Sceloenopla elevata

Scientific classification
- Kingdom: Animalia
- Phylum: Arthropoda
- Class: Insecta
- Order: Coleoptera
- Suborder: Polyphaga
- Infraorder: Cucujiformia
- Family: Chrysomelidae
- Genus: Sceloenopla
- Species: S. elevata
- Binomial name: Sceloenopla elevata (Fabricius, 1801)
- Synonyms: Hispa elevata Fabricius, 1801 ; Cephalodonta elevata ;

= Sceloenopla elevata =

- Genus: Sceloenopla
- Species: elevata
- Authority: (Fabricius, 1801)

Species of beetle

Sceloenopla elevata is a species of beetle of the family Chrysomelidae.
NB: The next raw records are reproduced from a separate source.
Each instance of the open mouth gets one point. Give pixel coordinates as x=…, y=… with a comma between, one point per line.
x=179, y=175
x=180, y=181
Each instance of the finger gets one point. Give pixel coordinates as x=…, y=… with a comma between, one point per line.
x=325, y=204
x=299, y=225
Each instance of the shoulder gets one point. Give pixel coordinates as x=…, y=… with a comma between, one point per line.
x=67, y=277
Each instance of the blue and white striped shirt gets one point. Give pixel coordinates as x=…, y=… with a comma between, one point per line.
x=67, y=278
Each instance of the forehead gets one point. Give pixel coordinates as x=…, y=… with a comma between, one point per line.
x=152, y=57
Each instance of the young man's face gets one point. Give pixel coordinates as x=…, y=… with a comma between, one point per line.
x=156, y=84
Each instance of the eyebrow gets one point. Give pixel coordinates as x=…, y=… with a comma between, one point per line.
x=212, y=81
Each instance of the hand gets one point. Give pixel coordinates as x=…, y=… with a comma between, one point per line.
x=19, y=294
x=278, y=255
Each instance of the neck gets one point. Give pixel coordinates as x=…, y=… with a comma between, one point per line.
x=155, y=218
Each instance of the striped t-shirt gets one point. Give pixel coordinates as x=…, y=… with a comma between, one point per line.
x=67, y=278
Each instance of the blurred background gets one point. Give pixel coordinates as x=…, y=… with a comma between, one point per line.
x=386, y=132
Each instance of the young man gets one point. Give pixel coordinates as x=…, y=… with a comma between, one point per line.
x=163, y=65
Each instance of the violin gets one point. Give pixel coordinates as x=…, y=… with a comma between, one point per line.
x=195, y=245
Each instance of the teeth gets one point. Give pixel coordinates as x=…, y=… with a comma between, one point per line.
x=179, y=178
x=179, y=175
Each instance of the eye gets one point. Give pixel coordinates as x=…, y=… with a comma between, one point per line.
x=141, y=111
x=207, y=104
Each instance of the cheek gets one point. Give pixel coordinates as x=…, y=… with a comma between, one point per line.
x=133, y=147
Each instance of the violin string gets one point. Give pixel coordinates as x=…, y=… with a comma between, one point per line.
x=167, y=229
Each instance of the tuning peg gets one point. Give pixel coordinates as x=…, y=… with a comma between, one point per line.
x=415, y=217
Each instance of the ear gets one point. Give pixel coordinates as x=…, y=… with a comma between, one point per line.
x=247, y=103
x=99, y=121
It is found in Brazil, French Guiana, Guyana and Suriname.

==Description==
Adults are elongate, subdepressed and black. The head (except for the eyes and antennae) and thorax are fulvous, the latter with two broad black vittae on the disc, and a black submarginal stripe on either side. The elytra are broadly dilated behind, unicostate, a humeral patch, and a broad sub-interrupted transverse band across the middle are fulvous.

==Life history==
No host plant has been documented for this species.